Money is the root of the students’ grievance. Relative to gross national product per capita, Chile is the world’s most expensive country in which to be a student. The average ticket price of more than $4,000 (£2,600) a year is only a few hundred dollars short of the official minimum wage. Los Andes and La Católica provide generous scholarships from their own resources, but publicly funded grants cover only 18 per cent of the total cost of university courses nationwide. Legislation limits interest rates on student loans, and the government acts as guarantor in deserving cases: about half the national student body qualifies for this form of help.
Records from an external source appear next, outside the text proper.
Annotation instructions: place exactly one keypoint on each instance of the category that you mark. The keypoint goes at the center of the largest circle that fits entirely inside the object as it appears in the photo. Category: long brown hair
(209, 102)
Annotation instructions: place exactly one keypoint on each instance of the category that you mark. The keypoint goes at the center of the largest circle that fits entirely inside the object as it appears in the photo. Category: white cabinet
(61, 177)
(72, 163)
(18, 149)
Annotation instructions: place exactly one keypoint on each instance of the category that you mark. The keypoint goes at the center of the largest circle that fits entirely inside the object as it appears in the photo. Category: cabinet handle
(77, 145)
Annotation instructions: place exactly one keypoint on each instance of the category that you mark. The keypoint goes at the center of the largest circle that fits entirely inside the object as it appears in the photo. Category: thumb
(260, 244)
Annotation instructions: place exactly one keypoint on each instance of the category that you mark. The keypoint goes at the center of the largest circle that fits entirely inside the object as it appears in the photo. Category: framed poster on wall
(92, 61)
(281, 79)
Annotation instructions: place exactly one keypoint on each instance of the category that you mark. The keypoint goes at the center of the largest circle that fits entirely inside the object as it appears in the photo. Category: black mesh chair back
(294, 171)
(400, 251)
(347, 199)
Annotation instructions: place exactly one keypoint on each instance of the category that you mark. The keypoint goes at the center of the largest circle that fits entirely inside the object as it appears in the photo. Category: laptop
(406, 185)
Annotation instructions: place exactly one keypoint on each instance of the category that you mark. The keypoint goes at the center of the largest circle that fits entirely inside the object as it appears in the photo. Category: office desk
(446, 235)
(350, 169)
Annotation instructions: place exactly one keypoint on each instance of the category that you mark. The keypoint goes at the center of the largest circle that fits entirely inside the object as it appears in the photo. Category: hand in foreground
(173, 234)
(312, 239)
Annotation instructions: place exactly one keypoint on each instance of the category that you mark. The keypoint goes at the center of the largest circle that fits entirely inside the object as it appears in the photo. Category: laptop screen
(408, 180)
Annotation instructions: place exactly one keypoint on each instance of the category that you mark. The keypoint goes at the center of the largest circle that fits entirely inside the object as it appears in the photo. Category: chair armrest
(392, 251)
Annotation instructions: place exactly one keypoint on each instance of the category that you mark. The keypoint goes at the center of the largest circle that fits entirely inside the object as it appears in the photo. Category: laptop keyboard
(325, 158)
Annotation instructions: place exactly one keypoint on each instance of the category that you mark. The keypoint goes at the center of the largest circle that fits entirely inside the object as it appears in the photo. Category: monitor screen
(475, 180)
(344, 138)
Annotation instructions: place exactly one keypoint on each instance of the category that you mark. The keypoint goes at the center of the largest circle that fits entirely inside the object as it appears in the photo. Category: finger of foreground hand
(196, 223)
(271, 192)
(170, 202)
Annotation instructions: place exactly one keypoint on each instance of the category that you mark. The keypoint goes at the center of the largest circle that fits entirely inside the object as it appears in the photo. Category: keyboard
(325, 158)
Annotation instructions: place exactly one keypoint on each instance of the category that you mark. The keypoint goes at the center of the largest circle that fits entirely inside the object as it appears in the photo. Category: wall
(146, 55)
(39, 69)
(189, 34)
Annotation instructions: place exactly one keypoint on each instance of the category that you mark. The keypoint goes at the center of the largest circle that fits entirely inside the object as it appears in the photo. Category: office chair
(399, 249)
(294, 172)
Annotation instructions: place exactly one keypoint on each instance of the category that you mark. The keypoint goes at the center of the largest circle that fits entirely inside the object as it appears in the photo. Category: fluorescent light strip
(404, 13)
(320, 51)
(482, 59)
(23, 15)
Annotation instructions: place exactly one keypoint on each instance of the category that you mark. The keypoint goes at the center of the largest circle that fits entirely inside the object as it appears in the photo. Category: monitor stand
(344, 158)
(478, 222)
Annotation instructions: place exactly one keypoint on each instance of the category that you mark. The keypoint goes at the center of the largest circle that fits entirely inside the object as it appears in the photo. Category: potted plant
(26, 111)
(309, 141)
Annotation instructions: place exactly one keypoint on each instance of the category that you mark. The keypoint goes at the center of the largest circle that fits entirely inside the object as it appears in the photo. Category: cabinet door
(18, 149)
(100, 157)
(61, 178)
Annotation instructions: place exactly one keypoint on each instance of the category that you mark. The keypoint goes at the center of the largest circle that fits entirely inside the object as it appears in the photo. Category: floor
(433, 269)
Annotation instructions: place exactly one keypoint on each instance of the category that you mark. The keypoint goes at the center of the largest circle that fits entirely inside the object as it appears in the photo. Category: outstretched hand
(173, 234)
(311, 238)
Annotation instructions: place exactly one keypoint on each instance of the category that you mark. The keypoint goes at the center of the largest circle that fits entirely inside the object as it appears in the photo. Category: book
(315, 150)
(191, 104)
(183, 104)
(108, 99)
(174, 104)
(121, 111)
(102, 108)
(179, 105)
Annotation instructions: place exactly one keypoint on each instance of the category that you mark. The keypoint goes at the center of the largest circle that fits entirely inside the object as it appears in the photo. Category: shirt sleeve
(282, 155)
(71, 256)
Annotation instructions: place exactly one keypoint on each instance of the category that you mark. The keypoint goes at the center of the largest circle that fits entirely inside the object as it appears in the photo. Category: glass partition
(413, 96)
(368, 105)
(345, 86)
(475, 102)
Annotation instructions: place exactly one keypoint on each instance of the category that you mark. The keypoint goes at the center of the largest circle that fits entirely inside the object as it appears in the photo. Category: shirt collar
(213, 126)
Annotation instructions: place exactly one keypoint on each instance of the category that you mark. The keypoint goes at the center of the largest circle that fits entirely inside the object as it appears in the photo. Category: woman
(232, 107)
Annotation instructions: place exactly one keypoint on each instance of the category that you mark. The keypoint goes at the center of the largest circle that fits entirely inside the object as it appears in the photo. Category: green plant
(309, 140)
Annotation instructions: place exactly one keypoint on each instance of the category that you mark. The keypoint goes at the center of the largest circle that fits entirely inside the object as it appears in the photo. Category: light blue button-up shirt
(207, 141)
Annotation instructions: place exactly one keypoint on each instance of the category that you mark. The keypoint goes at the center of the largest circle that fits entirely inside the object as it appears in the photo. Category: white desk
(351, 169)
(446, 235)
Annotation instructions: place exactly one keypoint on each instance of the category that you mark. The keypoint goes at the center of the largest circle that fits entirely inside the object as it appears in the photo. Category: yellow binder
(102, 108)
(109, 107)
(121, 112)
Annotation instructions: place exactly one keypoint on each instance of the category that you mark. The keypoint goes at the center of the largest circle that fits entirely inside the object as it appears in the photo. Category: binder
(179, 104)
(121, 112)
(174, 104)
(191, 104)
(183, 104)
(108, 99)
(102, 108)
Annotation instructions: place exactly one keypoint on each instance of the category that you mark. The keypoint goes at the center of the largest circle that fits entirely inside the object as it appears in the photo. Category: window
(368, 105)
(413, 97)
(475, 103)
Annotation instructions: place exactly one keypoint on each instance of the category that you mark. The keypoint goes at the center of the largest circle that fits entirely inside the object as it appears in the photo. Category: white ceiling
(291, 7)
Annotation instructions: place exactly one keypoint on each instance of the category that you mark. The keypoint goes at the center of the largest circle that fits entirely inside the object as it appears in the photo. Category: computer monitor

But the guarantees kick in only after serious hardship. The political connotations of the present situation exacerbate feelings: in Chile the right to university education was guaranteed free of charge to qualified candidates until the Pinochet regime abolished it.
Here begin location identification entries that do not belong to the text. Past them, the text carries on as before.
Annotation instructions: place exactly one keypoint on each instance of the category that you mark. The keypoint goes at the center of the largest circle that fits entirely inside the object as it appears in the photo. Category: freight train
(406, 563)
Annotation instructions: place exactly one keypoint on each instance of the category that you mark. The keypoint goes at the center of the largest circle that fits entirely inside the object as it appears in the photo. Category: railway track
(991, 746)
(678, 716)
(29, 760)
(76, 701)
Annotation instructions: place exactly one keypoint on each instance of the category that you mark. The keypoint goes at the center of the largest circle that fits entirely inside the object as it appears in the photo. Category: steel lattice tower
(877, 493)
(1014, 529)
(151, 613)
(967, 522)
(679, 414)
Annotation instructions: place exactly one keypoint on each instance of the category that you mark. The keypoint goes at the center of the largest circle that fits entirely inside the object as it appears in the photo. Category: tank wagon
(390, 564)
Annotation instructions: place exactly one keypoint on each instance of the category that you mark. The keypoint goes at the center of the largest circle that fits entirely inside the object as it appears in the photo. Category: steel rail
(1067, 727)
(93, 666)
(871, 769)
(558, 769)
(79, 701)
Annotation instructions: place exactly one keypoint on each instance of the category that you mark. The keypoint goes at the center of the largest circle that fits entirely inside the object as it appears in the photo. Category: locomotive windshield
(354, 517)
Yet while the prices have risen, demand has risen more. Another of the protesters’ grievances is the proliferation of “universidades de lucro” – private, for-profit set-ups. The latest of these – the Bernardo O’Higgins University, whose critics denounce it as a pinochetista enterprise – was denied accreditation by the responsible quango, the National Accreditation Committee, but the government overturned the decision on appeal.

The main political opposition – a Left and Centre coalition under former president Michelle Bachelet – has endorsed the students’ demands for a return to free universal provision. The main trade union organisation, the Workers’ United Centre, collaborates in the demonstrations. But Chileans justly congratulate themselves on having the best-educated population in Latin America and an economy that has sustained uninterrupted growth through every global crisis. Investment in universities has matched rising prices. By common acclaim, La Católica is Latin America’s leading place of learning. Free enterprise has worked: Chicago economics has done more for Chile than for Chicago. About 900,000 Chileans are in higher education, and it would be impractical for the state to pick up the bill for all of them. The common-sense solution – a sliding scale of means-adjusted costs – commands most support. Yet the enragés’ indignation is inextinguishable.

Now dawn is seeping through the smog; the city is stretching out of sleep; the mountains are heaving back into sight. I have a contented yet uncomplacent class to teach. But the serenity that surrounds me on the campus of Los Andes will remain unattainable downtown for a long time.